Two new investigations into child abuse by Jerry Sandusky have been launched by Pennsylvania's Children and Youth Services agency, according to the Patriot-News, which broke the news of the initial Sandusky investigation. It's unclear where or when the new alleged abuse took place. No real details given. What's important to note from the story is the following:
If they are found to be credible, these would be the first known cases to be reported since Sandusky's arrest that involve current children. All of the other publicly known cases of alleged victims coming forward have been adults.
When an adult alleges abuse, the police handle it. If the victim is under 18, Children and Youth Services jumps in. And what's important about the new cases, according to the Patriot-News, is that they could make people wonder—more than they already do, of course—why it took so long to arrest Sandusky. More:
When a 15-year-old Clinton County boy first alleged crimes against the former football legend and charity founder, police opted to open a grand jury investigation instead of making an immediate arrest.
It was a surprise move to the family of the boy, now known as Victim One.
And, it became a point of wonder for others in law enforcement when The Patriot-News first reported earlier this month that, for the first 15 months of the investigation against Sandusky, there was only one state trooper assigned to the case.
It wasn't until the fall of 2010 that agents from the state Attorney General's office got involved, and then when then-Attorney General Tom Corbett was elected Governor and took office in January 2011, he appointed state police commissioner Frank Noonan, who increased the number of investigators to eight.
That was when things really started to take off. It wasn't until January 2011 that Joe Paterno, fomer athletic director Tim Curley and vice president Gary Schultz testified. It wasn't until April that officials from The Second Mile testified.
None of the other seven cases of alleged abuse, outlined in the grand jury presentment, were known until more investigators joined the team.

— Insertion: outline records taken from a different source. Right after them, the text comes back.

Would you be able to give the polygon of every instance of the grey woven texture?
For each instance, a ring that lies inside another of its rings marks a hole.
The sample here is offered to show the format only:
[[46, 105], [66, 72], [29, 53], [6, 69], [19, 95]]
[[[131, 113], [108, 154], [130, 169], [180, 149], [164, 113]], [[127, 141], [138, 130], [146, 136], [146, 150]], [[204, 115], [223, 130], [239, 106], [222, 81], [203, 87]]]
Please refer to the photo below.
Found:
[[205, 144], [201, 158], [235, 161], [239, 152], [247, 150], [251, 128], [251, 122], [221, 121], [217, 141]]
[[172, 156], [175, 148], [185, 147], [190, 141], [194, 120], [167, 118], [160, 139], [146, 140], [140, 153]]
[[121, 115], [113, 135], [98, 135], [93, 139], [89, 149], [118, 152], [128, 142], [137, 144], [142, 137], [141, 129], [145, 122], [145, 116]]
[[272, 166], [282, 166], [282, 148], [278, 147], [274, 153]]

We're faced with a chicken-and-egg dilemma here. The numerous anonymous sources who appear to have been pimped out by Corbett to Jo Becker and The New York Times contend that Corbett's investigation took so long because it took investigators so many months to crack the case. The breaks came from message board chatter and the discovery of a voluminous Penn State University Police report on Sandusky from 1998, the year a county district attorney investigated Sandusky for alleged sexual misconduct.